By 1959, the family had relocated to Houston and settled into a life of mildly undernourished happiness. They lived in a small white house (rent: $75) off West Gray. Doris worked in the maternity ward at Jefferson Davis Hospital. In January, she began dating a young research chemist named Frank Field; by that summer, they were engaged. Field's profession suited his manner: aloof and analytical. Of their mother's boyfriends, he was neither child's favorite, but no matter; Billy and Elaine had each other, and they were inseparable. They rode their bikes everywhere: the downtown library, school, parks, pools. Billy developed an interest in science. He collected bugs; he could tell you impossible details about the bones of dinosaurs; he could name planetary moons and show them to you through his telescope.
And on Monday, July 20, 1959, he disappeared.
Doris last saw him that afternoon. She hadn't gone to work; slight cold. Earlier that day, he'd been swimming at the Dunlavy Park pool, a mile and a half to the south; when a thunderstorm approached, Doris went to the park and told him to come home. As she left to take Elaine to a 3 p.m. violin lesson, Billy stood in the driveway waving, wearing only jeans over his swimming trunks.

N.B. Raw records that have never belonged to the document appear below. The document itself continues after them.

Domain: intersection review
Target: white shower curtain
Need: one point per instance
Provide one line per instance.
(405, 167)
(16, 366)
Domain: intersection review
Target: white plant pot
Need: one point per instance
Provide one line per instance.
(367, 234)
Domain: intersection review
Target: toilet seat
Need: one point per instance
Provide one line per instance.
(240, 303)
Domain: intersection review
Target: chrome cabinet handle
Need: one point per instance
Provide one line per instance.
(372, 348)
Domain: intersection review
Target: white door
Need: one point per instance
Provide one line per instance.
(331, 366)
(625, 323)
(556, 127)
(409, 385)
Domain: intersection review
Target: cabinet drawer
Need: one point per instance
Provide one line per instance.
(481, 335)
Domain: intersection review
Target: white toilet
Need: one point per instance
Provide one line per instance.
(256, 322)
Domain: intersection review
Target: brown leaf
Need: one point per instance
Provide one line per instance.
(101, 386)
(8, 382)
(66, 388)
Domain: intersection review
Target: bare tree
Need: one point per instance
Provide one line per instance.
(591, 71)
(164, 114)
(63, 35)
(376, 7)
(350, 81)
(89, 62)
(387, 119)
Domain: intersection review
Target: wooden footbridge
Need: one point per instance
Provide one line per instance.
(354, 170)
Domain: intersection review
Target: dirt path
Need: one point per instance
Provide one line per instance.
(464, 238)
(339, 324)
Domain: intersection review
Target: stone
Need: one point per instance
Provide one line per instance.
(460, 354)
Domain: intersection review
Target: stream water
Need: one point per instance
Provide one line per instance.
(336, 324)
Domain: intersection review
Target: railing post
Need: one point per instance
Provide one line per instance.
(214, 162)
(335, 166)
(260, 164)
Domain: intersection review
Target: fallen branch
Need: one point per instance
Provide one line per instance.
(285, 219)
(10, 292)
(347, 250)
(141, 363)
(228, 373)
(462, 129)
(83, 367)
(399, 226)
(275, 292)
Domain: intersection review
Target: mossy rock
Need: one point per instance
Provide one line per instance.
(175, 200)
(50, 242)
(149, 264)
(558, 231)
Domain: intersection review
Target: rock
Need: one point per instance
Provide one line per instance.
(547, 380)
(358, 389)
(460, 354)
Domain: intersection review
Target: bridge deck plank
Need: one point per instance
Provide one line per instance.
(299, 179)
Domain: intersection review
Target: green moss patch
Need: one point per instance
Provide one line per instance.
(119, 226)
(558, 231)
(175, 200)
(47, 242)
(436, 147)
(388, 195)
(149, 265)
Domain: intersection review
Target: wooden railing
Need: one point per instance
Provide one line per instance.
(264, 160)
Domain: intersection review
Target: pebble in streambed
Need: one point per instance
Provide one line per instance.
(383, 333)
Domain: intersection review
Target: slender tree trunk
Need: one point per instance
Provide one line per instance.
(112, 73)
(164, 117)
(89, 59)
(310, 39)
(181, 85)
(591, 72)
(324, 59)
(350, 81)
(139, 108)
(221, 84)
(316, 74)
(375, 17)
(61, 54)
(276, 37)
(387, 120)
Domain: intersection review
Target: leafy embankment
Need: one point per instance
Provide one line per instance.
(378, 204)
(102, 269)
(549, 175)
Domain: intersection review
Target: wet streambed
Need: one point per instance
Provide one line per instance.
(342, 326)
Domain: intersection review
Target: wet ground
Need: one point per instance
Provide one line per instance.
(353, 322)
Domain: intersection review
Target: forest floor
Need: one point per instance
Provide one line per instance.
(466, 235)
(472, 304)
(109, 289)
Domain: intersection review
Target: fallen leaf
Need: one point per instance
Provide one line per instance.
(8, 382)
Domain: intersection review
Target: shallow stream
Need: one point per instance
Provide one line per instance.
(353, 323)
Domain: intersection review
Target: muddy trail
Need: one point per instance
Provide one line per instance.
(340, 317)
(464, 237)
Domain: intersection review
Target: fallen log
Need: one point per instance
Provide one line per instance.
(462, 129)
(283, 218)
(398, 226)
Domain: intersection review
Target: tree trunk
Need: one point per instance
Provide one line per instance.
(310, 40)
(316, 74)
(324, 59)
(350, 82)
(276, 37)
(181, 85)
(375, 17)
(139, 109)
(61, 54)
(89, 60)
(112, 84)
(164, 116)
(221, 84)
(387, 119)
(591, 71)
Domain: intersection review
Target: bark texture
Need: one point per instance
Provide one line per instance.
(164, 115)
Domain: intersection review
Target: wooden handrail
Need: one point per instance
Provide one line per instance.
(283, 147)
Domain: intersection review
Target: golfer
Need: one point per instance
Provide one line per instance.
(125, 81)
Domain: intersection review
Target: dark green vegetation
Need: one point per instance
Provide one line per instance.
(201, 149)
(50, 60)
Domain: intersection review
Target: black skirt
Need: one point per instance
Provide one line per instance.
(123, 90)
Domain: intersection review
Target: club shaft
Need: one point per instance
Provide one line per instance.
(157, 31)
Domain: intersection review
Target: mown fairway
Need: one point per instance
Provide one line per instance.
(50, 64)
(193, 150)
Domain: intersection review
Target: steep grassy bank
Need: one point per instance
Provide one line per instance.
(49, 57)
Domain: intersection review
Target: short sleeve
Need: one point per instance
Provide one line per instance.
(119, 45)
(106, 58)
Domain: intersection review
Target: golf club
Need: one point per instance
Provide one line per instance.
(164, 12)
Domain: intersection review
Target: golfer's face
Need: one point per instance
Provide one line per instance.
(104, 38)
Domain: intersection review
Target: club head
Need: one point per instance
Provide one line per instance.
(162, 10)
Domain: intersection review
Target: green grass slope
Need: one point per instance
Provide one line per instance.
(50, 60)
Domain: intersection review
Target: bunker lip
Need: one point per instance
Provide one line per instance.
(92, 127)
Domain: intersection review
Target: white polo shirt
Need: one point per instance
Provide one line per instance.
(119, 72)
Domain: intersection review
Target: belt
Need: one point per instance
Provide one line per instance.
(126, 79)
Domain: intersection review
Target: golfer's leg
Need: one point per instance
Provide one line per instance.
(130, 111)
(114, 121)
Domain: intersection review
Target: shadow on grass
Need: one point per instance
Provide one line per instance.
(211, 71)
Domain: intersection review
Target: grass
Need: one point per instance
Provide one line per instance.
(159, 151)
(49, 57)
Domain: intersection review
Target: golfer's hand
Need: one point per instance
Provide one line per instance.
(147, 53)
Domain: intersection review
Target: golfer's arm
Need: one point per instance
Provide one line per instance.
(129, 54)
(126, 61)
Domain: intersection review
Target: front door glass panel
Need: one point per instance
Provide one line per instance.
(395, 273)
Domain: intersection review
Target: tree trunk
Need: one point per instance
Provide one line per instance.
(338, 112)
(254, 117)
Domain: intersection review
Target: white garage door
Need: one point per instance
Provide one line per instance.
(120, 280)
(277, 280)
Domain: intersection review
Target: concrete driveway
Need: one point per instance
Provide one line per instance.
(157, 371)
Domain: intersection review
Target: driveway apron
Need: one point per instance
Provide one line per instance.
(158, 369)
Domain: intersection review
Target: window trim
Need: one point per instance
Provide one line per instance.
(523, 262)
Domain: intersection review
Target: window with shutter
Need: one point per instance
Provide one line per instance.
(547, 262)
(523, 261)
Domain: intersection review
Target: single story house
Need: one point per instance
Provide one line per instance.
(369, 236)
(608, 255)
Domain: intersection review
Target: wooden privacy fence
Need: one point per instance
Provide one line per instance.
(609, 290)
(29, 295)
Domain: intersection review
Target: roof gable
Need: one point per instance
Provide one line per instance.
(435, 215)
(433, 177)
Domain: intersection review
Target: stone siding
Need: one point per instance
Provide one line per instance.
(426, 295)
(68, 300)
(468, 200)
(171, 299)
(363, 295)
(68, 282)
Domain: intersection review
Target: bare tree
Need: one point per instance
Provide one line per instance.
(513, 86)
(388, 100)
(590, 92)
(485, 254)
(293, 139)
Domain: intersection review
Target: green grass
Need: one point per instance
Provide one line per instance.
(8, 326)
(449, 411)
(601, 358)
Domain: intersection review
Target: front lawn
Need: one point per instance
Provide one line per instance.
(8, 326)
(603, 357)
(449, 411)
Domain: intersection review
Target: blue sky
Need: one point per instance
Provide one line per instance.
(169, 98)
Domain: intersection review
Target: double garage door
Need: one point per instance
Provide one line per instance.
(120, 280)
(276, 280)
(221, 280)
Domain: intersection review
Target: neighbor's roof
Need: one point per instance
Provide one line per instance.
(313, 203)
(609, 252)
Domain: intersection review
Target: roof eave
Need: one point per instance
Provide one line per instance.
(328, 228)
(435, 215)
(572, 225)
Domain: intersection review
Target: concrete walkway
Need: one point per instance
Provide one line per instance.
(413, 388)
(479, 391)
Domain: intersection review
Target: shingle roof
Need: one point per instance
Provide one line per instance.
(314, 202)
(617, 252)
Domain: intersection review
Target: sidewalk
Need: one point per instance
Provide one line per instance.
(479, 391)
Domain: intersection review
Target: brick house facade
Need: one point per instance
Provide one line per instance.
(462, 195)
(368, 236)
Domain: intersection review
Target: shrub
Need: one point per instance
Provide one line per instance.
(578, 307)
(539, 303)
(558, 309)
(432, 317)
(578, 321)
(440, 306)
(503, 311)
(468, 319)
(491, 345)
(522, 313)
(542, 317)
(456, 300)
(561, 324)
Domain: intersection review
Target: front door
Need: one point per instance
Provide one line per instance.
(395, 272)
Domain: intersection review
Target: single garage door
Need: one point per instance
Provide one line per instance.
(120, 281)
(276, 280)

When his mother and sister returned around 5 p.m., the house was empty. At about 5:45, Frank Field arrived from his job at Humble Oil, 45 minutes away in Baytown. Dinnertime was at six. When Jack Webb of Houston's Big Brothers program came by at seven to pick up the boy for their scheduled outing to a Houston Buffs baseball game, Billy hadn't come home and Doris was angry. By eight, she was worried. She called the police, who told her they couldn't do anything until he'd been missing for 24 hours. She made Frank drive the neighborhood. She sent him to the Dunlavy pool and Buffalo Bayou. Nothing.